In the past, such an undertaking would have been life-threatening. A little more than a hundred years ago, fishing boats with men and mice regularly disappeared without a trace in this strongest tidal current in the world - a whirlpool between the fjords near Bodø in northern Norway. Legends and myths about sea monsters and evil spirits have grown up around this natural phenomenon.
400 million cubic meters of water
This is "only" a current caused by the tides through the narrow fjord near Bodø. "Only," we still thought, but as our boat guide Meike Zylmann, wearing a fur hat, speeds directly toward a spinning, gurgling vortex of water, the forces at work here twice a day become visible and palpable: 400 million cubic meters of water flow back and forth between the Saltfjord at sea and the Skjerstadfjord inland as the tides change: they have to pass through a 2.5-kilometer-long, approximately 100-meter-wide sound.
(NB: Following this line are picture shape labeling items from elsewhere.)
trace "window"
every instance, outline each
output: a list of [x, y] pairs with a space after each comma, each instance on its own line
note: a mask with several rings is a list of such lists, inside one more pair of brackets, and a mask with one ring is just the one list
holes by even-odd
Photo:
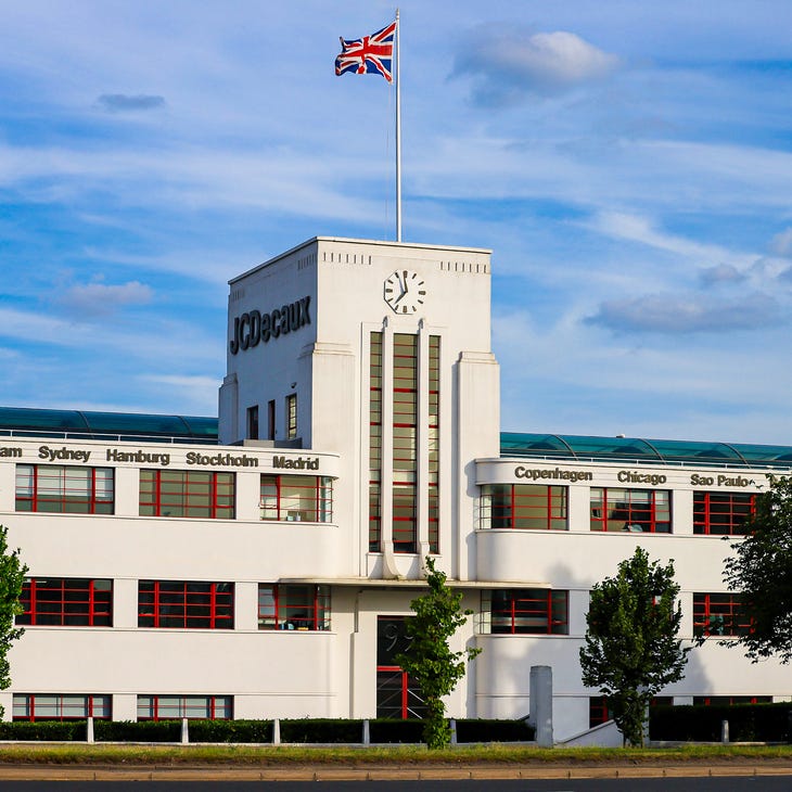
[[247, 408], [247, 439], [258, 439], [258, 405]]
[[426, 715], [421, 688], [396, 662], [399, 654], [410, 651], [412, 643], [406, 626], [404, 616], [376, 617], [378, 718], [422, 718]]
[[369, 551], [382, 549], [382, 333], [369, 335]]
[[274, 439], [274, 399], [267, 403], [267, 439]]
[[488, 484], [482, 487], [482, 527], [566, 531], [567, 493], [544, 484]]
[[138, 627], [233, 629], [233, 584], [140, 580]]
[[482, 611], [493, 634], [565, 636], [569, 595], [546, 588], [496, 589], [482, 596]]
[[14, 720], [110, 720], [110, 695], [14, 693]]
[[694, 695], [693, 706], [733, 706], [734, 704], [771, 704], [771, 695]]
[[703, 636], [741, 636], [751, 631], [751, 618], [736, 593], [694, 593], [693, 631]]
[[604, 695], [590, 695], [588, 699], [588, 728], [606, 724], [613, 719], [611, 708], [608, 706], [608, 699]]
[[233, 520], [233, 473], [140, 471], [140, 516]]
[[113, 469], [16, 465], [16, 511], [113, 513]]
[[591, 487], [591, 531], [670, 534], [670, 490]]
[[230, 695], [139, 695], [138, 720], [229, 720]]
[[72, 577], [29, 577], [20, 597], [16, 624], [112, 627], [113, 582]]
[[330, 629], [330, 586], [259, 584], [258, 629]]
[[[673, 695], [655, 695], [649, 706], [668, 706], [674, 703]], [[605, 724], [613, 719], [613, 713], [604, 695], [591, 695], [588, 700], [588, 728]]]
[[429, 550], [440, 551], [440, 336], [429, 336]]
[[418, 549], [418, 336], [393, 336], [393, 547]]
[[756, 509], [755, 493], [693, 493], [693, 533], [731, 536], [745, 533]]
[[286, 396], [286, 438], [293, 440], [297, 436], [297, 394]]
[[261, 520], [330, 523], [333, 480], [327, 476], [263, 475]]

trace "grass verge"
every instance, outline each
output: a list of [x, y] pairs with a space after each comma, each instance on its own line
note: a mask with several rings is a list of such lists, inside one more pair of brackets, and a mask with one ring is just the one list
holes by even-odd
[[792, 764], [792, 745], [682, 745], [663, 749], [538, 749], [524, 745], [471, 745], [444, 751], [421, 746], [305, 748], [294, 745], [0, 745], [3, 765], [120, 766], [304, 766], [384, 765], [606, 765], [775, 762]]

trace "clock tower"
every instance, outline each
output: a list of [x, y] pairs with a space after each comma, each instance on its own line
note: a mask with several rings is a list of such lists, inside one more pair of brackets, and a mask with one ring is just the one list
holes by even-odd
[[[230, 282], [220, 442], [341, 456], [336, 567], [474, 576], [473, 460], [499, 454], [490, 253], [315, 238]], [[462, 527], [464, 526], [464, 527]]]

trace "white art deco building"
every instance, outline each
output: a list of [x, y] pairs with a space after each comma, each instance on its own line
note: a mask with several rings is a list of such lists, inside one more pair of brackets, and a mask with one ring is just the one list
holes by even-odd
[[[740, 624], [721, 579], [792, 448], [501, 434], [488, 251], [317, 238], [230, 283], [214, 419], [0, 411], [0, 522], [29, 567], [7, 718], [404, 717], [404, 619], [436, 559], [484, 651], [458, 717], [603, 720], [591, 586], [674, 559], [682, 633]], [[707, 640], [676, 703], [788, 700]]]

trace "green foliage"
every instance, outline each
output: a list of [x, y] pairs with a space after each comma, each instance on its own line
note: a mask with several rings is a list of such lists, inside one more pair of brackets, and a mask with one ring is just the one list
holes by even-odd
[[674, 564], [651, 564], [637, 548], [616, 577], [591, 589], [586, 644], [580, 649], [583, 684], [608, 698], [630, 745], [643, 742], [644, 714], [652, 697], [684, 676], [687, 653], [676, 636], [681, 611]]
[[446, 575], [435, 569], [426, 557], [429, 591], [410, 602], [416, 615], [407, 622], [407, 635], [412, 638], [409, 652], [396, 662], [418, 682], [426, 702], [423, 718], [423, 740], [430, 749], [447, 745], [451, 729], [446, 720], [444, 695], [448, 695], [464, 676], [467, 662], [481, 649], [468, 648], [452, 652], [448, 640], [461, 627], [472, 611], [461, 608], [462, 595], [446, 586]]
[[281, 720], [283, 742], [358, 743], [363, 739], [363, 721], [342, 718], [299, 718]]
[[663, 705], [649, 710], [652, 740], [720, 742], [729, 721], [732, 742], [792, 742], [792, 704]]
[[[11, 643], [25, 630], [14, 627], [14, 616], [22, 613], [20, 595], [27, 566], [20, 561], [20, 551], [9, 552], [9, 529], [0, 525], [0, 690], [11, 685], [11, 665], [8, 654]], [[0, 706], [0, 718], [3, 715]]]
[[69, 742], [85, 740], [85, 720], [3, 720], [0, 721], [0, 740], [35, 742]]
[[[737, 644], [754, 663], [778, 654], [792, 660], [792, 477], [769, 476], [770, 488], [756, 499], [748, 535], [731, 548], [724, 579], [739, 591], [751, 631]], [[734, 641], [728, 641], [734, 646]]]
It looks as if someone has pulled a plug at the bottom of the fjord and all the water disappears into the depths, gyrating.
Behind the bright green whirlpool, the water surface is suddenly smooth as glass. Now the boat gets fast, really fast. We whiz past colorful rock formations. Only through our goggles can we make out the rugged Norwegian coastal landscape. Cold and water bite our faces. Back at the jetty, we all shakily get off the speedboat, but have many new insights and impressions about the forces of nature.
"Do you know Friluftsliv?"
"Do you know Friluftsliv?" asks German electoral Norwegian Maike Zylmann. Now I do. Outdoor life in Norway is all about sailing, hiking, jogging, camping or simply sitting outside and waiting for the northern lights, even in the freezing cold. The aurora borealis, that flickering flicker in the winter night sky, is the second major attraction of the former NATO base in Bodø. Patient chauffeurs drive excited tourists from Central Europe out of town and up to the local mountain night after night. There, other outdoor enthusiasts are already waiting in a tent dome, called Arctic Dome, with hot tea and cookies. Always on the move out into the cold polar air - if the cloud cover breaks and the magical spectacle is offered.
The city fathers of the provincial capital, which lies 200 kilometers north of the Arctic Circle, have set their sights high: The airport, which made for agent stories during the Cold War, is to disappear from the urban area. Instead, a smart city will be created, with self-driving electric buses and cars and all kinds of digital bells and whistles.
Cold wind often whistles here
A population of 50,000 is to become 70,000. And you can see that: A new cultural center with a library with the significant name Stormen and new hotels already adorn the harbor area. A cold wind often whistles here. Even in summer, the temperature on the coast does not rise above 15 degrees. In the nearby mountains, however, it can get nice and warm in summer under the midnight sun. Snow is scarce in Bodø. But the villages, which lie only one hundred kilometers further east in the mountains, have all the more of it.
For example, the former copper mining town of Sulitjelma. The small town lies abandoned at an altitude of 600 meters in an idyllic snowy landscape. Silos and winding towers rise from the untroubled white. The mine was closed in 1991. Street artists have decorated building fronts with graffiti. Tourists, however, mostly come for the ski slopes and cross-country ski trails - Friluftsliv. Snow sometimes falls until June. "We want to revitalize the places," promises Erik Jensen Liland, who grew up here. His family has bought up some of the colorful workers' houses a few hundred meters away in the village of Jakobsbakken and turned them into so-called lodges - with cozy parquet floors and tiled stoves.
Friluftsliv in its purest form
In the middle of an arctic winter, you can strap on your cross-country skis right outside your front door or let a small pack of enthusiastic sled dogs pull you through the landscape while you stand. The air is as clear and cold as the colors that surround this scenery. And the silence - Friluftsliv in its purest form.
More info about the trip
- Getting there: Norwegian regional airline Widerøe flies twice a week in winter directly from Hamburg or Munich (three times from March 30) to Bergen. From there, there are connections to Bodø. From July 1 to August 31, an Explorer ticket is offered for unlimited flights in two weeks (www.widerøe.no).
- Accommodation: at Hotel Scandic Bodø: from 127 euros/night. An apartment at Jakobsbakken Mountain Resort for eight people costs about 600 euros/night.
- Tidal stream and northern lights: winter RIB safaris on Saltstraumen with Stella Polaris, from 36 euros/person; northern lights tours with Polar Tours from 90 euros/person.
Note on our own behalf: This article was partly supported by tour operators, restaurants, hotels, airlines and/or tourism agencies. We attach great importance to independent and neutral reporting; therefore, the opinions, impressions and experiences of the respective authors correspond to their personal views.